En 1966, un jeune lépreux guéri, Mannangaty, amputé d’une jambe, est placé par le Volontariat à l’hôpital de Vellore en rééducation pour recevoir une prothèse. De retour à Pondichéry, la solution la plus facile qui s’offre à lui est de retourner à la léproserie de Dubraypeth, le Lazaret, où, comme 150 hommes et femmes lépreux, comme lui « blanchis » (maladie stoppée), mais mutilés et rejetés de leurs familles comme de la société, il sera pris en charge par le gouvernement indien avec le seul souci de mendier pour pouvoir boire et oublier sa condition d’exclu.

Mannangaty refuse la fatalité et décide d’apprendre le métier de tisserand avec le « mestri » Sivapragassame, tisserand devenu lépreux, et un noyau de handicapés, comme lui, qui tentent l’aventure de retrouver leur dignité par le travail proposé par le Volontariat.

L’atelier de tissage Shanti est considéré comme le premier centre du sud de l’Inde pour la réhabilitation de lépreux guéris [photo de l’atelier en 1966]. Tissages « à la main », avec des métiers à pédales, de pagnes et torchons, puis des cotonnades vendables en Europe, tissus au mètre et articles de confection. La production, entre 10 et 15000 m par an, est, aujourd’hui encore, majoritairement exportée vers les comités Volontariat européens pour y être vendue par des équipes bénévoles dévouées.

De nombreux articles sont aussi proposés à la vente locale par le biais du petit magasin exposition Navin, situé à Sakti Vihar, où sont systématiquement drainés les nombreux visiteurs.

L’Atelier Shanti en 2010

La production de l’Atelier Shanti se fait dans ses trois sections : tissage, couture et broderie.
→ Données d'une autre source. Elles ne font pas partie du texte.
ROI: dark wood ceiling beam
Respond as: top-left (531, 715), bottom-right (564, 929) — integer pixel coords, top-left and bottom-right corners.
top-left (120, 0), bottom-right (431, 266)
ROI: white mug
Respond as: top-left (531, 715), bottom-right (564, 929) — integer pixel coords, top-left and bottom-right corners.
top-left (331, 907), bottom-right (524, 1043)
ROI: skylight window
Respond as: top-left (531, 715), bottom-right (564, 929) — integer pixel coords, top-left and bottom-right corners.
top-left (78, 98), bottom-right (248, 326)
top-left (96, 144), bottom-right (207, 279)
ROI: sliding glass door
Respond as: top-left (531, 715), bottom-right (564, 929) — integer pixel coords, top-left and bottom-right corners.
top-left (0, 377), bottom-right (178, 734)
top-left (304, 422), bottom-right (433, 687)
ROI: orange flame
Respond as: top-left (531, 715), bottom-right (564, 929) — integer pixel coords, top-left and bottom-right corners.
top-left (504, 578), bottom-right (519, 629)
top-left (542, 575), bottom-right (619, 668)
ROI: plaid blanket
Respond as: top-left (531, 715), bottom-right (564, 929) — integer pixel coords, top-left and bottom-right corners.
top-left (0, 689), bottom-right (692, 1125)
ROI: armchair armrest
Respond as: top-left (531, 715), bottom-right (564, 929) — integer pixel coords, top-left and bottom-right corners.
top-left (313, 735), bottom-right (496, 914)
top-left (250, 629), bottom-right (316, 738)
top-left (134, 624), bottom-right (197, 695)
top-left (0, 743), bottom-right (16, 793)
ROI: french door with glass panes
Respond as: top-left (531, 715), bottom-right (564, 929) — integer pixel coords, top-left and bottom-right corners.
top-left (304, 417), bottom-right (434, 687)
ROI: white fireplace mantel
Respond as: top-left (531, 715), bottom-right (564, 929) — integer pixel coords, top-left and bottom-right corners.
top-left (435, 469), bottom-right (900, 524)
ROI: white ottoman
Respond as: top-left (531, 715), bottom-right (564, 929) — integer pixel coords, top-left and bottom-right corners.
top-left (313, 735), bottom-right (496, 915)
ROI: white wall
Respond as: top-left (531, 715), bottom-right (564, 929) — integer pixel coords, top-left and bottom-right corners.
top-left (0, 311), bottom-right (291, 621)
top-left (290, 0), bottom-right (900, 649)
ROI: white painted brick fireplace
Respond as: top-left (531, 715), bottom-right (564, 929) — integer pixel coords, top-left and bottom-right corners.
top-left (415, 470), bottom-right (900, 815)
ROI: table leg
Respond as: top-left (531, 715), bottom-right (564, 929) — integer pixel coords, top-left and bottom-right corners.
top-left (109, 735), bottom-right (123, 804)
En plus neuf personnes sont employées : les responsables et une administration qui assurent la gestion et les formalités d’exportation, le service d’entretien et la sécurité.

Section tissage : 25 personnes, en majorité handicapées, sont réparties selon les différentes étapes du tissage : bobineurs, ouvriers préparant la chaîne : « warping », « Atchie » et « Pavou », ceux qui l’encollent et enfin les tisserands. Les pièces ou « Fabric » ont environ 19m de long et 1,50m de large. Une ouvrière tisse sur un métier de 2m de large.

Section Couture : le nombre d’ouvrières, 10 actuellement, coupent les pièces de coton et confectionnent les articles en fonction des commandes reçues. Le catalogue des modèles est révisé chaque année.

Section broderie : 20 femmes sont employées dans cette section qui travaille sur des articles de confection (cartes, sacs, tabliers, etc.), mais surtout elles brodent des nappes aux motifs variés et leurs serviettes.

Les ouvriers de l’Atelier Shanti peuvent être fiers d’être des exportateurs, mais pour qu’ils puissent continuer à vivre dignement de leur travail, il est primordial qu’un plus grand nombre de nos amis européens achètent les tissus et articles de confection dans les magasins des comités ou lors des ventes organisées.